Chapter 20 Linear Regression Equation, Correlation Coefficient and Residuals

To determine the linear regression equation and calculate the correlation coefficient, we will use the dataset, Cars93, which is found in the package, MASS. Just like in previous example, we will only work with the variables, Weight, for weight of the car and MPG.city, for the miles per gallon achieved in driving around the city.

# Load package, MASS
library(MASS)

20.1 Linear Regression Equation

Let us revisit the scatterplot and best fit line of the weight of the car versus the miles per gallon achieved in the city from the dataset called Cars93.

plot(Cars93$Weight, Cars93$MPG.city,
     pch = 20,
     col = "blue",
     main = "Scatterplot of Weight of Car vs City MPG",
     xlab = "Weight of Car (in pounds)",
     ylab = "City Miles per Gallon")
abline(lm(Cars93$MPG.city ~ Cars93$Weight), col = "dark red")
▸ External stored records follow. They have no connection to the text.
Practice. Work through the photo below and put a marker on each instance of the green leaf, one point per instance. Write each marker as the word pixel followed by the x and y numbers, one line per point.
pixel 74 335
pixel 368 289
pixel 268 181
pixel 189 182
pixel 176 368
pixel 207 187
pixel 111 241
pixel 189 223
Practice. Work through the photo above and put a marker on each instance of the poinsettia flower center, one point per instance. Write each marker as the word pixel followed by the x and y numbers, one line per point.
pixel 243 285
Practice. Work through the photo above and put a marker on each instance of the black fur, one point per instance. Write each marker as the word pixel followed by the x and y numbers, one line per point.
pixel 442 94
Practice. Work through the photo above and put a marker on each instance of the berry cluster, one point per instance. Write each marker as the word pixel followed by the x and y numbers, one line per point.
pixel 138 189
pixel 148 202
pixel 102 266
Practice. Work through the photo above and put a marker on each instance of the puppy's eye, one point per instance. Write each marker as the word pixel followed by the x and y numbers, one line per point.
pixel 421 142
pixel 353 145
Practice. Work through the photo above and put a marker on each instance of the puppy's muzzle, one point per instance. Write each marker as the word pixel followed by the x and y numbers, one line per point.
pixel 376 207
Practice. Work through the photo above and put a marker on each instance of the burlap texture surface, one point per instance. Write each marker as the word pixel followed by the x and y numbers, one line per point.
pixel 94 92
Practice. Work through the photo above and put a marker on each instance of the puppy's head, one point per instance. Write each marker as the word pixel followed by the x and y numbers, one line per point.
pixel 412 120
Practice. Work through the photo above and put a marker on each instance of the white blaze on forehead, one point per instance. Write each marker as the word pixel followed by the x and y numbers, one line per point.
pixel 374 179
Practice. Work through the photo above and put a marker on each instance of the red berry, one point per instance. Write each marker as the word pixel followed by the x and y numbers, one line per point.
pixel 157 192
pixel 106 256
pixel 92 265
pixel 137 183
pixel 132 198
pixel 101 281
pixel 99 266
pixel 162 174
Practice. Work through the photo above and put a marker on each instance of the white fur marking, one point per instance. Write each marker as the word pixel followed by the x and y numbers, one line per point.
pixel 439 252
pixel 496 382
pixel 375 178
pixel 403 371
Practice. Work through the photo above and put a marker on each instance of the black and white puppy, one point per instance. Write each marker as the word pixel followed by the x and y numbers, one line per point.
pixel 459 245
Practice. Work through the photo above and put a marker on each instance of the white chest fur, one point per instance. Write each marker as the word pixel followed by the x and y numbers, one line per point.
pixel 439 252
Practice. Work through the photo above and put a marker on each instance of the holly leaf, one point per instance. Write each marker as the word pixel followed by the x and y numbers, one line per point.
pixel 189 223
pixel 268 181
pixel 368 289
To find the equation for the regression line, we use the linear model function:
lm(response_variable ~ explanatory_variable)

lm(Cars93$MPG.city ~ Cars93$Weight)

## 
## Call:
## lm(formula = Cars93$MPG.city ~ Cars93$Weight)
## 
## Coefficients:
##   (Intercept)  Cars93$Weight  
##     47.048353      -0.008032

Under “Coefficients”, the “Intercept” is the y-intercept of the regression line and the other number is the slope. Therefore, the linear regression equation is:
City_Miles_per_Gallon = –0.008032*(Weight_of_Car) + 47.048353

20.2 Calculating Correlation Coefficient

Use the function cor(explanatory variable, response variable ) to calculate the correlation between the weight of the car and city miles per gallon.

cor(Cars93$Weight, Cars93$MPG.city)

## [1] -0.8431385

Since our regression line is sloping down, the correlation coefficient is negative.

20.3 Residual Plots

Recall that the residual data of the linear regression is the difference between the y-variable of the observed data and those of the predicted data. To plot the residuals:

First, figure out the linear model using the function, lm(response_variable ~ explanatory_variable). Assign the lm( ) function to an object.
Then use the function, resid(linear_model) to calculate the residuals. Assign the resid( ) function to an object.
To plot the residuals, we use the function, plot(explanatory_variable, residual).

Let us take a look at how to plot the residuals for our regression line that relates weight of the car versus city miles per gallon.

# Linear model assigned to the vector called Cars93_lm
Cars93_lm <- lm(Cars93$MPG.city ~ Cars93$Weight)
# Residual assigned to the vector called Cars93_res
Cars93_res <- resid(Cars93_lm)
# Plot Residuals
plot(Cars93$Weight, Cars93_res,
        main = "Residual Plot",
        xlab = "Weight of Car (in pounds)",
        ylab = "Residuals")

Sometimes a horizontal line through 0 is drawn to get a better visual of the residual plot. There are several different ways to draw the horizontal line. Any of the codes below will draw a horizontal line through 0.

abline(lm(residual, explanatory_variable)), which translates to lm(Cars93_res ~ Cars93$Weight) in our case
abline(y-intercept, slope), which translates to abline(0, 0) in our case
abline(h = horizontal_line), which translates to abline(h = 0) in our case

plot(Cars93$Weight, Cars93_res,
        main = "Residual Plot",
        xlab = "Weight of Car (in pounds)",
        ylab = "Residuals")
abline(lm(Cars93_res ~ Cars93$Weight))

If you want the y-axis to be more proportional from 0, you can add the argument ylim to the plot( ) function and designate your lower and upper bounds for the y-axis.

plot(Cars93$Weight, Cars93_res,
     ylim = c(-15,15),
     main = "Residual Plot",
     xlab = "Weight of Car (in pounds)",
     ylab = "Residuals")
abline(lm(Cars93_res ~ Cars93$Weight))